Introduction

Reinforcement learning

Reinforcement learning is a generic framework for representing and solving control tasks, but within this framework we are free to choose which algorithm we want to apply to a particular control task.

In control tasks, we similarly have a space of data to process, but each piece of data also has a time dimension —— the data exists in both time and space. This means that what the algorithm decides at one time is influenced by what happened at a previous time. Time makes the training task dynamic —— the data set upon which the algorithm is training is not necessarily fixed but changes based on the decisions the algorithm makes.

The algorithm of reinforcement learning has a single objective —— maximizing its reward —— and in order to do this it must learn more elementary skills to achieve the main objective. This is why it is called reinforcement learning: we either positively or negatively reinforce certain behaviors using reward signals.

In the RL framework, some kind of learning algorithm decides which actions to take for a control task (e.g., driving a robot vacuum), and the action results in a positive or negative reward, which will positively or negatively reinforce that action and hence train the learning algorithm.

Dynamic programming versus Monte Carlo

Dynamic programming solves a problem by decomposing them into smaller and smaller subproblems until it gets to a simple subproblem that can be solved without further information.

In RL, we can’t apply dynamic programming exactly since we often have nuanced situations that may include some element of randomness.

A Monte Carlo method is essentially a random sampling from the environment. In many real-world problems, we have at least some knowledge of how the environment works, so we end up employing a mixed strategy of some amount of trial and error and some amount of exploiting what we already know about the environment to directly solve the easy sub-objectives.

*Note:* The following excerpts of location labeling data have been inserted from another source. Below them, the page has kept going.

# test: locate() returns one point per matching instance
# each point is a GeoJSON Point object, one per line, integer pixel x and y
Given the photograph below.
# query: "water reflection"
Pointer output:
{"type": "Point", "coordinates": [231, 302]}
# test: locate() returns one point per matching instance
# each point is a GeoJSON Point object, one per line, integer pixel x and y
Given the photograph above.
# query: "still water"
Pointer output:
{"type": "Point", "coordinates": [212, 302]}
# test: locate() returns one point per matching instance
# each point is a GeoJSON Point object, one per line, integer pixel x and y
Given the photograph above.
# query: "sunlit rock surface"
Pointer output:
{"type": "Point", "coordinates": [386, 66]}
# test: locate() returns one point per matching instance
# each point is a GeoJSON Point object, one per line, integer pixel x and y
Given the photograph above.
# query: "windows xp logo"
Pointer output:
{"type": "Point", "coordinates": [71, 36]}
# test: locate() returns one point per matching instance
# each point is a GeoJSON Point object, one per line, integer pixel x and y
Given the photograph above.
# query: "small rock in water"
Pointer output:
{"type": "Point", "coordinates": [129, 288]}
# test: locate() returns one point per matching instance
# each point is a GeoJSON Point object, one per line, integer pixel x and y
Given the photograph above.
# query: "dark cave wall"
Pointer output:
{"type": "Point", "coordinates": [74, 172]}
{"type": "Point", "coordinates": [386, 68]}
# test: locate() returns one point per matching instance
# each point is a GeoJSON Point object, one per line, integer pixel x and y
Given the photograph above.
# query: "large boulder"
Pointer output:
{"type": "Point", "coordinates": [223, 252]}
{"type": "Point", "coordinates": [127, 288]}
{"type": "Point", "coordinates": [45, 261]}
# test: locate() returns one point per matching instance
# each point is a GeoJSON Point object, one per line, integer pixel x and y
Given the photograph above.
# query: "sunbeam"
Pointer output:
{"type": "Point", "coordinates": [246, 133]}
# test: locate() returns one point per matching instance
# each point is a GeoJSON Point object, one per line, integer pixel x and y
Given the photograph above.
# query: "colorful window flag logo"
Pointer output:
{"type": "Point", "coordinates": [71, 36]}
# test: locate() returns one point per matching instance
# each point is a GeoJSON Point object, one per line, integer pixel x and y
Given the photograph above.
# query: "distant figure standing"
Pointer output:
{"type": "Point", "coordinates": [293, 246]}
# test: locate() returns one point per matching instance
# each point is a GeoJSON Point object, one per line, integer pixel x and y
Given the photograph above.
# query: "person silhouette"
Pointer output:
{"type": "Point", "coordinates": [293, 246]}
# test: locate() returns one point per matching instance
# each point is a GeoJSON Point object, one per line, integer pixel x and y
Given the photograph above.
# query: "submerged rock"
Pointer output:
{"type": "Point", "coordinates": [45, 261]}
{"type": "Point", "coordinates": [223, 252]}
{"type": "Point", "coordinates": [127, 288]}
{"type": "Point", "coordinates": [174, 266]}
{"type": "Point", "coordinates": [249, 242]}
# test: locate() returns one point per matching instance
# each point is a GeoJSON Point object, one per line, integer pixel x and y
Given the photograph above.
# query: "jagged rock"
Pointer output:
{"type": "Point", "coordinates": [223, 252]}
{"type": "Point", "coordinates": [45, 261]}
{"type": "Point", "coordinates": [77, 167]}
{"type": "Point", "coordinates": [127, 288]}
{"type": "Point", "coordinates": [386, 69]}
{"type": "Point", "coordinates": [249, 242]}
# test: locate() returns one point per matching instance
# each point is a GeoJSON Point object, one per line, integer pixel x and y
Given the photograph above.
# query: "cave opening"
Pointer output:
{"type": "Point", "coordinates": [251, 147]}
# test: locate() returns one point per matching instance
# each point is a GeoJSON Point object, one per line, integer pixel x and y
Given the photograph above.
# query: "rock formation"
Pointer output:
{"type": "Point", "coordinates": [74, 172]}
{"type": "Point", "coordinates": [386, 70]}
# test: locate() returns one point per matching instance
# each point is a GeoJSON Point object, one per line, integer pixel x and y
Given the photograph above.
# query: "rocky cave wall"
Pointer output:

The reinforcement learning framework

Richard Bellman introduced dynamic programming as a general method of solving certain kinds of control or decision problems, but it occupies an extreme end of the RL continuum. Bellman’s more important contribution was helping develop the standard framework for RL problems, this forces us to formulate our problems in a way that is amenable to dynamic programming-like problem decomposition, such that we can iteratively optimize over local sub-problems and make progress toward achieving the global high-level objective.

The standard framework for RL algorithms. The agent takes an action in the environment, such as moving a chess piece, which then updates the state of the environment. For every action it takes, it receives a reward (e.g., +1 for winning the game, –1 for losing the game, 0 otherwise). The RL algorithm repeats this process with the objective of maximizing rewards in the long term, and it eventually learns how the environment works.

The input data (which is the state of the environment at some point in time) is fed into the agent (implemented as a deep neural network in this book), which then evaluates that data in order to take an action. The process is a little more involved than shown here, but this captures the essence.